I always found mechanical fear in role-playing games an odd thing, especially because it is often disconnected from actual fear. That emotion the players actually feel and have their characters react accordingly to.
I find (players) and their characters often fear things because they are dangerous, unpredictable, have dire consequences or the GM simply has created an effective spooky atmosphere. They rarely fear something because someone asks them they fail a fear check.
I do not need to ask the players to roll a fear check when some dread dark Jedi appears of which they have heard terrible rumors for some time. The fact alone is enough to make the players scramble and have their faces turn white.
Conversely, when something the players don't actually fear something (because it is not a threat when looking at it from a narrative or game-mechanics) it is really hard to have them act that way.
That is why I find a fear mechanic rather misplaced and ultimately very unsatisfying. The rules sometimes say 'you fear this' while it doesn't make any narrative sense to do so.
If I am a GM, as a consequence, I never have players make fear checks. I find it nonsense.
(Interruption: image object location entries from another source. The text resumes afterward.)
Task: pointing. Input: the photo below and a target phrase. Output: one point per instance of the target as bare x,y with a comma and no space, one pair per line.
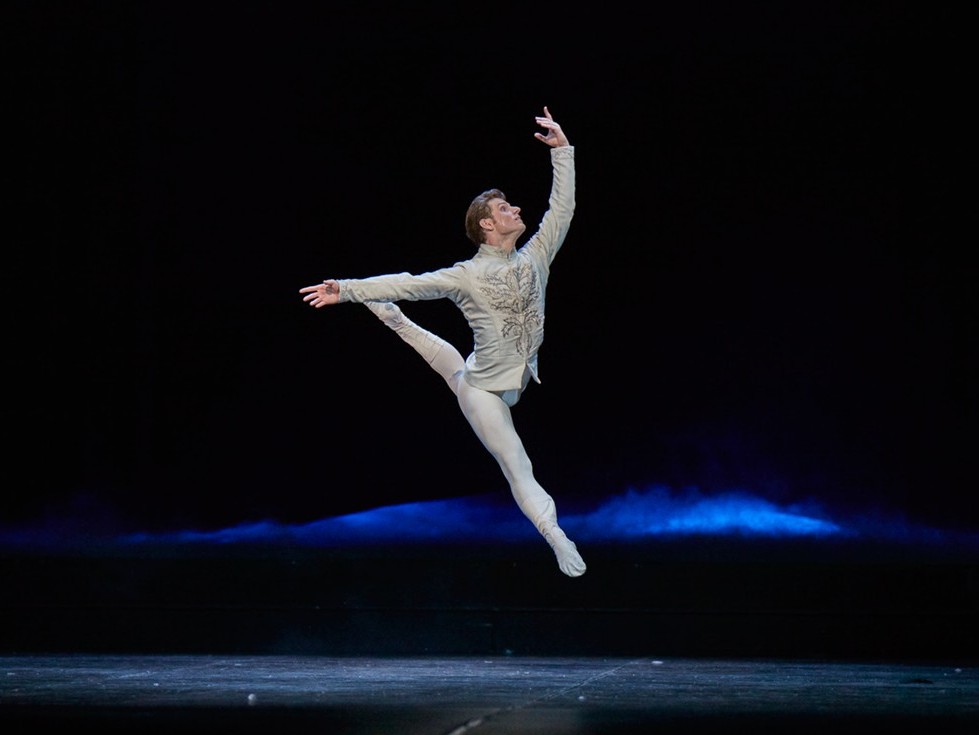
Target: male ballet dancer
500,291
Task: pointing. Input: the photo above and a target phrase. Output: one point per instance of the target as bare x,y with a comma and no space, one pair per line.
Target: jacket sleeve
556,222
439,284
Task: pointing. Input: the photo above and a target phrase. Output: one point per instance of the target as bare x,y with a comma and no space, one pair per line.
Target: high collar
496,252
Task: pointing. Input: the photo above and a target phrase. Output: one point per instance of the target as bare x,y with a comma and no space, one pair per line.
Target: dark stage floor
701,636
481,695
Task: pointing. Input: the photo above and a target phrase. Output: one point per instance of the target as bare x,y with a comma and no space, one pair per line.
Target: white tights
489,416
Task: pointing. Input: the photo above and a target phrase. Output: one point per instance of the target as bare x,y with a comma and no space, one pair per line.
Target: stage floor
481,695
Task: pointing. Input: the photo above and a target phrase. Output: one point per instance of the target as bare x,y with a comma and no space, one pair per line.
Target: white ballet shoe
568,558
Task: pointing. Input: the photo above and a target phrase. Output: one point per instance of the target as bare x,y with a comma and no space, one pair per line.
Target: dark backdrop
762,289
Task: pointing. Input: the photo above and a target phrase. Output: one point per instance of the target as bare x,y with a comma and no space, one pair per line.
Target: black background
763,288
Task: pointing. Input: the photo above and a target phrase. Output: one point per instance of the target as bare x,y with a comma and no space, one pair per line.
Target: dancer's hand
555,137
322,294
But as a player I have suggested GMs who do use it, to make it an actual choice after failing a fear check: either you give in to the fear, and take the penalty the GM has decided, or you decide to overcome your fear, taking X strain damage (depending on how badly you failed the check) instead. I found this to be a much more interesting use of the mechanic, who gives players more narrative options how to handle mechanical fear.
Actual fear still beats check-induced-fear by a huge margin though.
How do you handle fear checks? And do you find your failed fear checks generate actual fear?